The issue also affects other services, or parts of these services, that utilize Kinesis Data Streams within their workflows. While features of multiple services are impacted, some services have seen broader impact and service-specific impact details are below."
Posted Nov 25, 2020 - 11:45 PST
Update
AWS is still experiencing a severe outage that's affecting many companies including some big names like Roku, Adobe, and Ring to name a few.
Here's an article explaining the outage. Amazon has not given a clear answer as to what caused the issue.
https://techcrunch.com/2020/11/25/amazon-web-services-outage-takes-a-portion-of-the-internet-down-with-it/
Posted Nov 25, 2020 - 10:08 PST
Update
We're still working on resolving these issues, unfortunately all 3 of our AWS datacenter locations are down in us-east-1 (Virginia).

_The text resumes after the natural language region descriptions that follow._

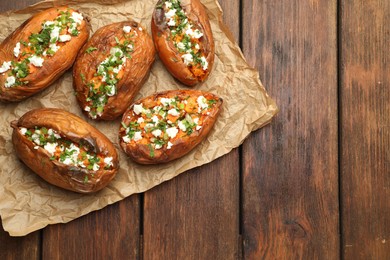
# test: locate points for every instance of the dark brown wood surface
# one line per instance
(365, 129)
(314, 184)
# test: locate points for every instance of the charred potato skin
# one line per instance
(140, 153)
(137, 68)
(76, 129)
(166, 49)
(53, 68)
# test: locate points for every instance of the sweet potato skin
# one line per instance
(77, 130)
(53, 67)
(136, 69)
(140, 153)
(166, 49)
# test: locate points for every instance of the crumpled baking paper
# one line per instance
(28, 203)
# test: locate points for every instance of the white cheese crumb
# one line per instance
(126, 28)
(172, 132)
(171, 13)
(10, 81)
(126, 139)
(23, 130)
(50, 147)
(137, 136)
(36, 61)
(138, 109)
(157, 132)
(95, 167)
(17, 50)
(202, 103)
(6, 66)
(182, 126)
(65, 38)
(77, 17)
(204, 62)
(173, 112)
(108, 161)
(187, 58)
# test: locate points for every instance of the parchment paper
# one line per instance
(28, 203)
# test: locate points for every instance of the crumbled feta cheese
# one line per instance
(23, 130)
(172, 132)
(108, 161)
(17, 50)
(48, 24)
(54, 47)
(138, 109)
(202, 103)
(137, 136)
(157, 132)
(173, 112)
(50, 147)
(65, 38)
(77, 17)
(171, 13)
(182, 126)
(165, 101)
(204, 62)
(36, 61)
(140, 120)
(187, 58)
(95, 167)
(171, 22)
(181, 46)
(54, 34)
(6, 66)
(126, 29)
(111, 90)
(10, 81)
(155, 119)
(126, 139)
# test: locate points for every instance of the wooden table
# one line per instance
(314, 184)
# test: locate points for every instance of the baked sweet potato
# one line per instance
(182, 34)
(111, 68)
(65, 150)
(167, 125)
(40, 51)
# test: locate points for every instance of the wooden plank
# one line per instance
(290, 168)
(110, 233)
(365, 129)
(27, 247)
(183, 217)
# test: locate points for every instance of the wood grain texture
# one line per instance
(27, 247)
(110, 233)
(365, 125)
(196, 215)
(290, 181)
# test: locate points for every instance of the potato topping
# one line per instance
(186, 36)
(31, 53)
(109, 72)
(159, 123)
(66, 151)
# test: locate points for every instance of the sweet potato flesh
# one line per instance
(186, 36)
(159, 122)
(66, 151)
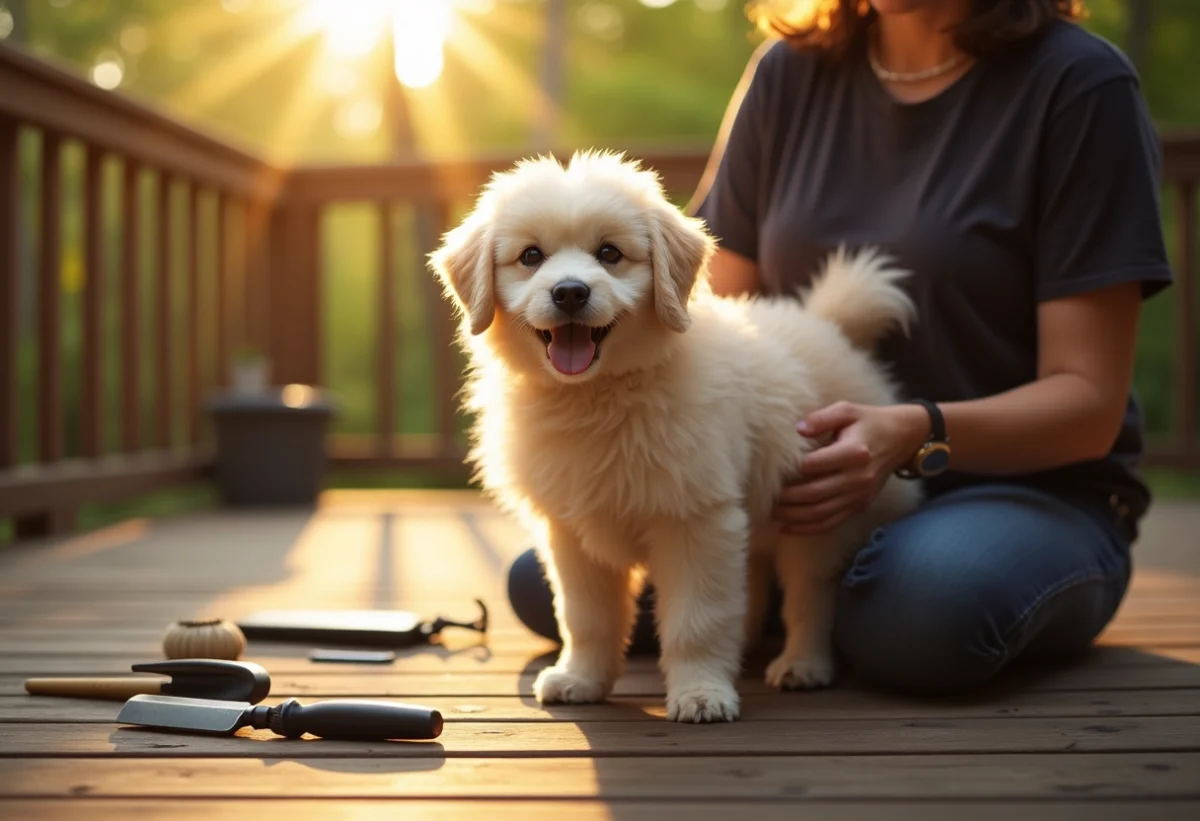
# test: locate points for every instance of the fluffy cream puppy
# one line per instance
(635, 423)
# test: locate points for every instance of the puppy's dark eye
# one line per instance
(532, 256)
(610, 253)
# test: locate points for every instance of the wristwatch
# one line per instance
(934, 456)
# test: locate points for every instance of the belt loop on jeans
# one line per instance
(1121, 510)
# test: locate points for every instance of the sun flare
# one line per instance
(419, 30)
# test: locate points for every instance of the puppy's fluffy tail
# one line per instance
(862, 295)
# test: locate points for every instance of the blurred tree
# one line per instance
(19, 11)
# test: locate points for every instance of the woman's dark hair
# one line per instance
(834, 27)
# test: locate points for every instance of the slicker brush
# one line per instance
(204, 639)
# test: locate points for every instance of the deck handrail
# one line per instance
(269, 289)
(43, 95)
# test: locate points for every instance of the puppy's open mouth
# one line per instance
(573, 347)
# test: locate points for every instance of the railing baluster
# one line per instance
(295, 325)
(1186, 322)
(388, 339)
(10, 216)
(131, 313)
(193, 316)
(445, 371)
(49, 305)
(91, 411)
(255, 309)
(163, 319)
(221, 310)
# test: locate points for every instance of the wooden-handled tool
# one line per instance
(196, 678)
(113, 689)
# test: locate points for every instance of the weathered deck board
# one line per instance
(833, 703)
(1081, 677)
(1113, 735)
(893, 778)
(592, 810)
(643, 737)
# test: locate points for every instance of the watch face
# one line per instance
(935, 460)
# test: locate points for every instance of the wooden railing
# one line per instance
(267, 286)
(57, 111)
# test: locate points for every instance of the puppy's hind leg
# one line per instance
(809, 573)
(699, 569)
(594, 605)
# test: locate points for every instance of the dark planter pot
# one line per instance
(270, 448)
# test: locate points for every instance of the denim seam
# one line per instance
(1073, 581)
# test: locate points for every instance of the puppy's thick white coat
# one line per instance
(667, 453)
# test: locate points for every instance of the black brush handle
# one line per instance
(354, 719)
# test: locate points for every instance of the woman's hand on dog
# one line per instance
(841, 478)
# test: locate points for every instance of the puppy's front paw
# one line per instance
(557, 685)
(702, 703)
(807, 671)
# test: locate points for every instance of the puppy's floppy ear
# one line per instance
(681, 247)
(465, 264)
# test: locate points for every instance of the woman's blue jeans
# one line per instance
(940, 601)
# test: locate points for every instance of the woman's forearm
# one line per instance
(1057, 420)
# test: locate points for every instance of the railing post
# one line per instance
(192, 393)
(447, 373)
(131, 313)
(294, 294)
(163, 328)
(223, 274)
(49, 310)
(388, 340)
(1186, 322)
(91, 405)
(10, 216)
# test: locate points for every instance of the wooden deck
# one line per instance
(1116, 736)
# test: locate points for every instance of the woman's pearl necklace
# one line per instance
(888, 76)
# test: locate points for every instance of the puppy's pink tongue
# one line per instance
(571, 348)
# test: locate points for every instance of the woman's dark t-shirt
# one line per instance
(1033, 177)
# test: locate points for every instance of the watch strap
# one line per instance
(936, 420)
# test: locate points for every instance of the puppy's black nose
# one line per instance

Posted Nov 25, 2020 - 09:05 PST
Update
We are continuing to work with Amazon Web Services to resolve this issue. It appears to be a global outage with their infrastructure:
https://downdetector.com/status/amazon/
Posted Nov 25, 2020 - 07:55 PST
Identified
We're investigating elevated reports loading SMRT. It appears our datacenter provider, AWS, is having intermittent issues.
Posted Nov 25, 2020 - 07:37 PST
This incident affected: SMRT POS (POS).